App.—Fort Worth 2004, no pet.) (holding the trial court abused its discretion in
failing to consider inmate’s request to participate at trial by alternative means); In
re B.R.G., 48 S.W.3d 812, 820 (Tex. App.—El Paso 2001, no pet.) (“A trial court’s
refusal to consider and rule upon a prisoner’s request to appear in a civil
12
proceeding personally or by other means, such that the inmate has been effectively
barred from presenting his case, constitutes an abuse of discretion.”).
The trial court’s dismissal order reveals that neither party appeared at the
June 27, 2014 hearing. However, the record shows that Gray requested that the
court allow him to make an alternate appearance by affidavit or telephone. The
record provides no indication that the trial court acted on Gray’s request to appear
by alternate means; the record is silent as to whether or not the trial court ruled
upon Gray’s motion to retain, which again requested the court’s assistance in
serving the Respondent and that Gray be allowed to appear by telephone
conference call. According to the record before us, the trial court dismissed Gray’s
case for want of prosecution after Gray failed to appear without providing him, an
inmate, any means to appear. Dismissing Gray’s case under these circumstances is
fundamentally unfair and denied Gray an opportunity to be heard. See R.C.R., 230
S.W.3d at 427.
We note that an inmate may file a motion explicitly asking the trial court to
issue a bench warrant so that he can travel to court and appear in person at the
dismissal hearing; but inmates do not have an absolute right to appear personally at
civil proceedings, and they must justify the need for their appearance at such
proceedings under factors that include the cost and convenience of transportation.
See Z.L.T., 124 S.W.3d at 165; Ringer, 274 S.W.3d at 867-68; Pedraza v.
13
Crossroads Sec. Sys., 960 S.W.2d 339, 342 (Tex. App.—Corpus Christi 1997, no
pet.) (explaining that “prisoners have no absolute right to appear personally at civil
proceedings[,]” and a trial court must balance the State’s need to preserve the
integrity of the correctional system with the prisoner’s right of access to the court).
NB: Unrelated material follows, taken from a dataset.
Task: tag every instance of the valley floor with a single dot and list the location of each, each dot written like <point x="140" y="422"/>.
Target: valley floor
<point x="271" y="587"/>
We find no authority indicating an inmate’s decision not to specifically request a
bench warrant to allow for a personal appearance waives the inmate’s right of
access to the court, especially when the record contains documentation that the
inmate made a good faith request prior to the hearing to appear by other means.
See Parnell v. Parnell, No. 2-09-270-CV, 2010 WL 2331411, at **3-4 (Tex.
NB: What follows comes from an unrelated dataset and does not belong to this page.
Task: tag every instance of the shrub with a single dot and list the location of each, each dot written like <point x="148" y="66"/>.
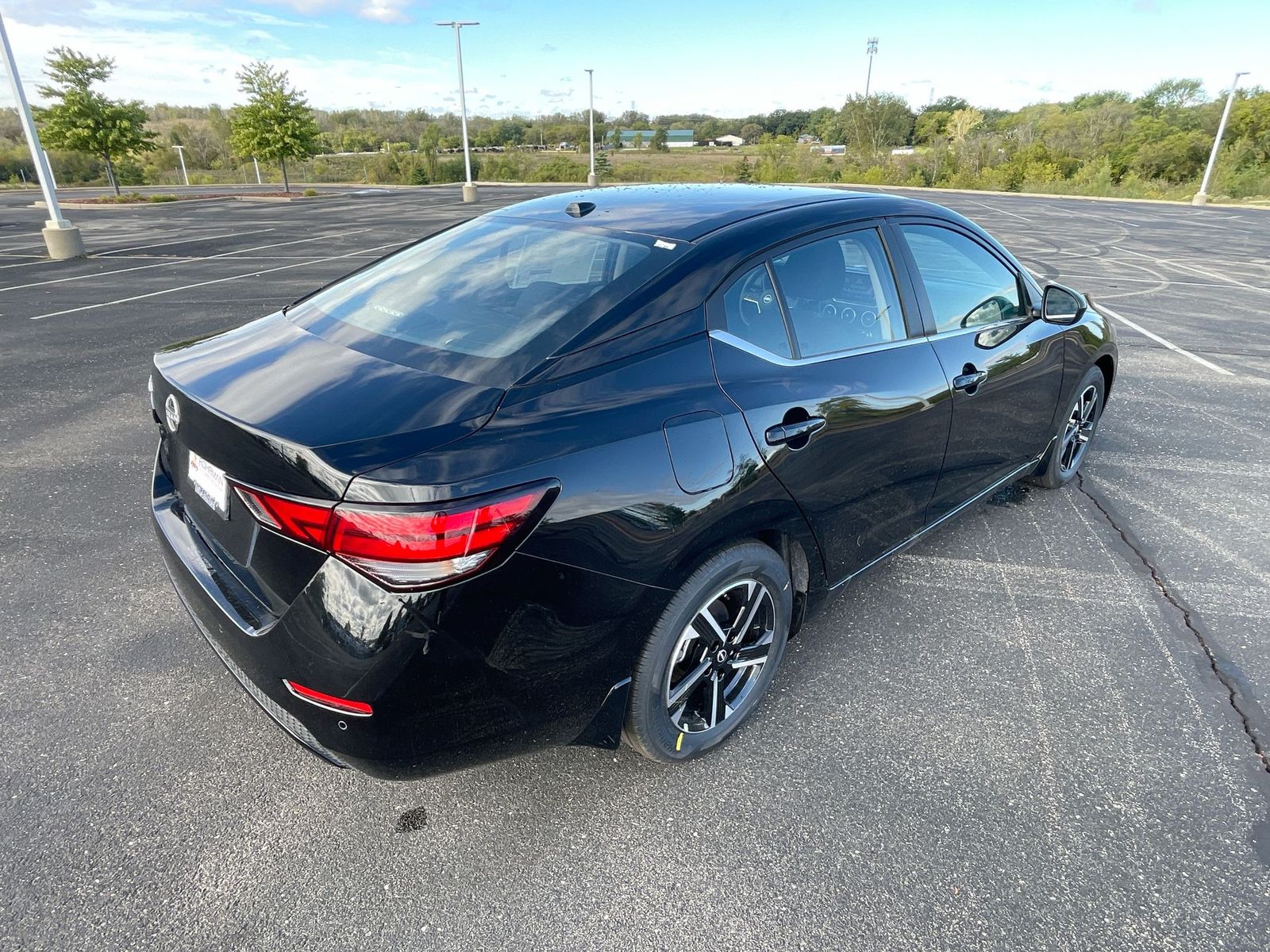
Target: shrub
<point x="452" y="171"/>
<point x="559" y="169"/>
App.—Fort Worth June 10, 2010, no pet.) (mem. op.).
For these reasons, we hold that the trial court abused its discretion by
dismissing Gray’s case for want of prosecution. Having sustained Gray’s issue, we
reverse the trial court’s judgment dismissing his case, and we remand this case to
the trial court for further proceedings.
REVERSED AND REMANDED.
_________________________
LEANNE JOHNSON
Justice
Submitted on December 12, 2014
Opinion Delivered April 2, 2015
Before McKeithen, C.J., Kreger and Johnson, JJ.